His rival, *Orzel, a flashy chestnut standing nearly 16 hands, had run as a four-year-old in Poland in early 1967, winning two of seven races and finishing in the money in all but one. *Orzel was by *Pietuszok, a Russian-bred stallion known for his ability to sire racehorses, including *Orla, a Polish Triple Crown winner. *Orzel’s dam Ofirka produced five stakes winners.
During his negotiations with the Poles to purchase *Orzel, Ed Tweed was told that the slow-maturing colt was the favorite to win the next year’s Polish Derby. In August 1967, Tweed sent his new horse to Evangeline Downs in Louisiana, where *Orzel learned to run on dirt. There, he easily won two pari-mutuel races and was named the first U.S. National Champion Racehorse. Shipped to Turf Paradise in November, *Orzel suffered his only American defeat in his Arizona debut, finishing second to El Gohari, whom he’d defeated in Louisiana. In *Orzel’s next start, he faced eight rivals and carried 140 pounds (co-high weight), but sailed home six lengths ahead of the field.
On March 30, *Orzel and Kontiki finally met at Turf Paradise in a 1 ½ mile invitational handicap. Although racegoers knew that these two were the ones to beat, the other six horses, all winners, were no slouches. These included the hardy Nusabre (carrying 113 lbs.), a future member of the Arabian Horse Trust Racing Hall of Fame; Ben Hib Ku (113 lbs.), who would later be named 1968 U.S. National Champion Racehorse; Ibn Saka (134 lbs.), Ibn Shara (113 lbs.), Ghami (106 lbs.), and Silki (112 lbs.). *Orzel was assigned high weight of 142 pounds (the highest impost of his career). The betting public made Kontiki the favorite, since he’d won his previous three starts by a combined 30 lengths and carried two fewer pounds than *Orzel.

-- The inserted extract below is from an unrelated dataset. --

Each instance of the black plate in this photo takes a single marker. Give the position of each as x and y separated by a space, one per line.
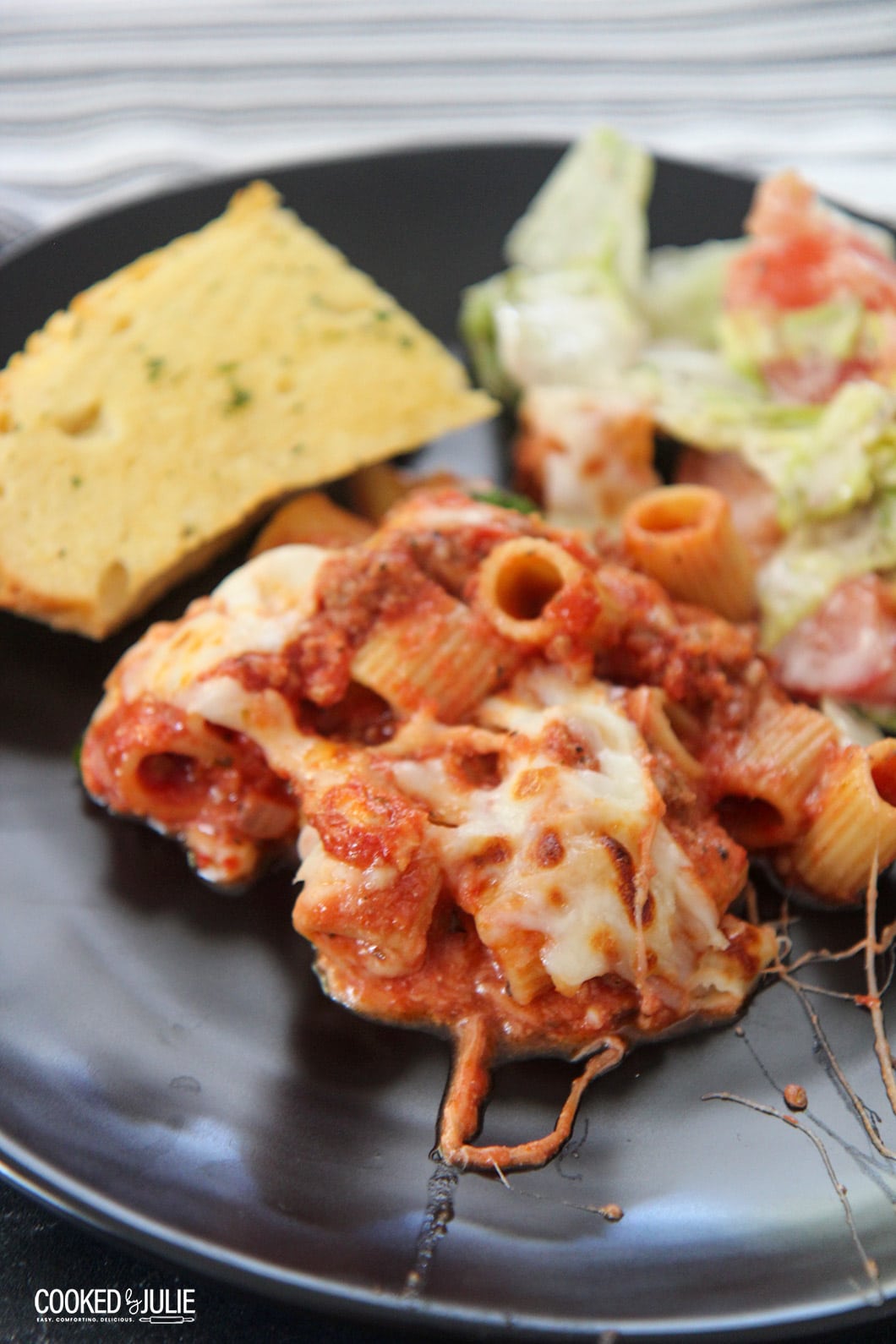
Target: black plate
172 1074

When the gate opened, Kontiki zoomed to the front, while *Orzel broke slowly and was still next to last at the half-mile mark. Egged on by Nusabre, Kontiki ran the first quarter in :24 4/5 seconds and the half in :51 flat. Kontiki was still a length ahead of Nusabre as they turned for home, but Orzel had been steadily passing horses, and lay in third place at the top of the stretch. When *Orzel finally made his move, the white colt couldn’t fend him off. *Orzel won by a length over Kontiki in a time of 2:49 4/5, about two seconds faster than his previous win at this distance. As the racing chart put it, Kontiki “continued gamely but could not manage winner.” Nusabre hung on for third place.
Although no one knew it at the time, this race was pivotal for two reasons: it would prove to be Kontiki’s only defeat in his nine-race career, and it would be *Orzel’s final start. Like *Orzel, Kontiki went on to be named a U.S. National Champion Racehorse. He also set four track records. Both horses transitioned to successful careers in the show ring and later became notable racing sires.
It’s fitting and proper that in 1995 these two great adversaries were both inducted into the Arabian Horse Trust Racing Hall of Fame. Today, 50 years after they went head to head at Turf Paradise, we still remember and celebrate this clash of the titans.